Comparison of NSA and CSA for complete dataset.
5.6. Comparison with Other State-of-the-Art Techniques
A theoretical comparison of the proposed technique is also performed with other state-of-the-art techniques available in the literature for anomaly detection in WSNs. The comparison is based on the algorithm used, characteristics, and usability of these techniques, which is presented in Table 4.

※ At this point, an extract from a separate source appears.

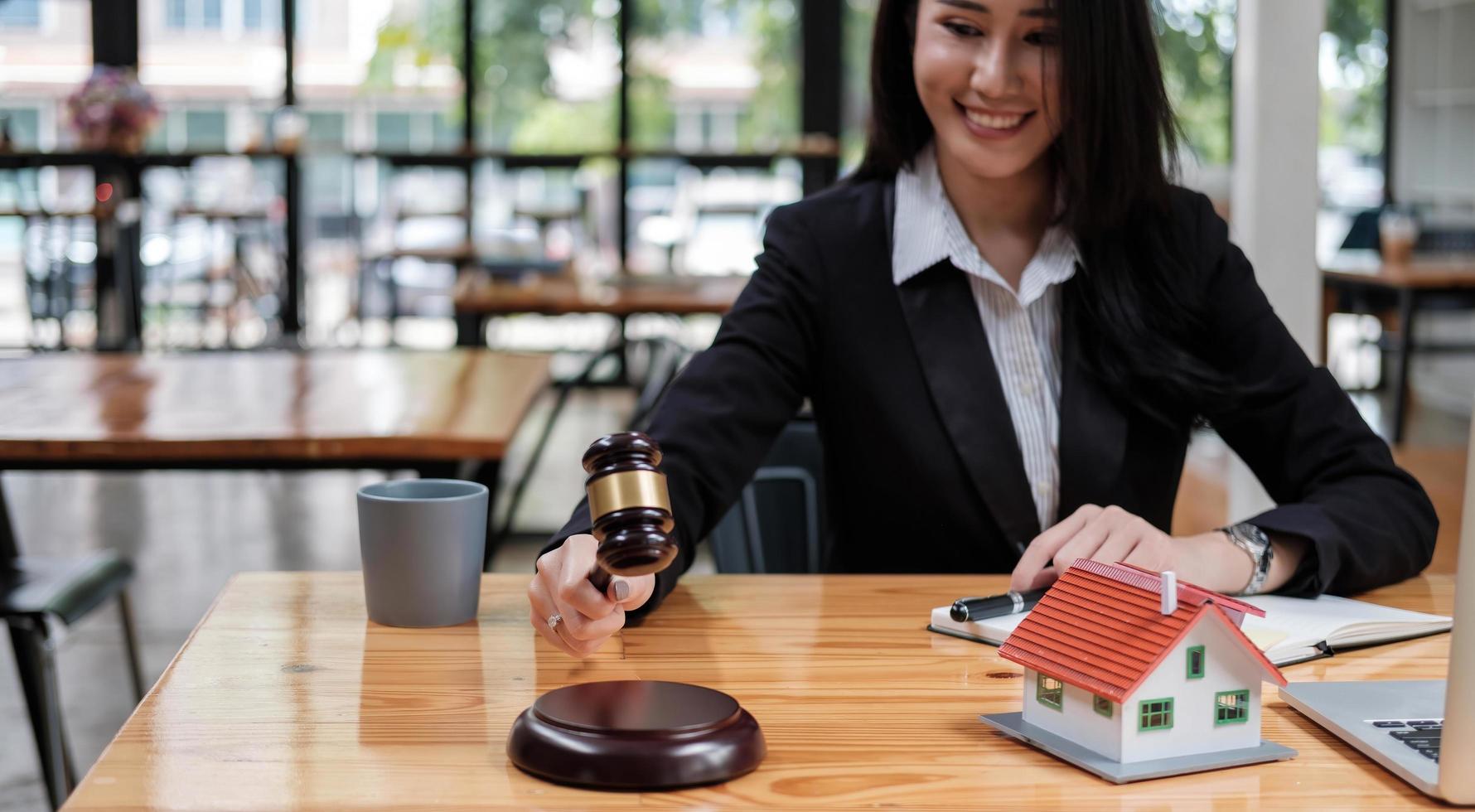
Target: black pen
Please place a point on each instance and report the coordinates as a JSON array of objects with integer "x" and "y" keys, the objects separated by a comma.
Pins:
[{"x": 993, "y": 606}]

Comparison of techniques for Anomaly detection in WSNs.
6. Conclusion
Artificial Immune System (AIS) is an active research area and researchers have been using AIS for network intrusion detection as well as other optimization problems. In this paper, we presented an enhanced Negative Selection Algorithm (NSA) for anomaly detection in Wireless Sensor Networks (WSNs). We first implemented simple NSA and tested on the dataset having random anomalies, and results were calculated. Then, the enhanced NSA is implemented for a large dataset having normal and anomalous packets. Experiments are performed to check the accuracy, detection rate (DR), and false positive rate (FPR) of the proposed algorithm. According to the results of our experiments, the accuracy of the proposed NSA is found to be 89.1% with a DR of 97.3% and FPR of ±2.6%. For comparison, another immune-based technique known as Clonal Selection Algorithm (CSA) is used. CSA is implemented for the detector generation, and anomalies are identified using the detector set. Simulations of both the algorithms are performed on different parts of the dataset, and the results for anomaly detection and false positive rates are calculated and compared. The experiments showed that the proposed NSA exhibited better results as compared to CSA for most of the cases. Comparison on the complete dataset also showed that NSA had a low FPR and high DR as compared to CSA. NSA is, therefore, a good candidate for real-world problems such as anomaly detection in WSNs. The advantage of using this technique is that it gives more efficiency in terms of detection and is easy to implement. Future work includes accommodating some other anomalies for detection in WSNs. FPR can be further reduced by incorporating other variations of the AIS algorithm.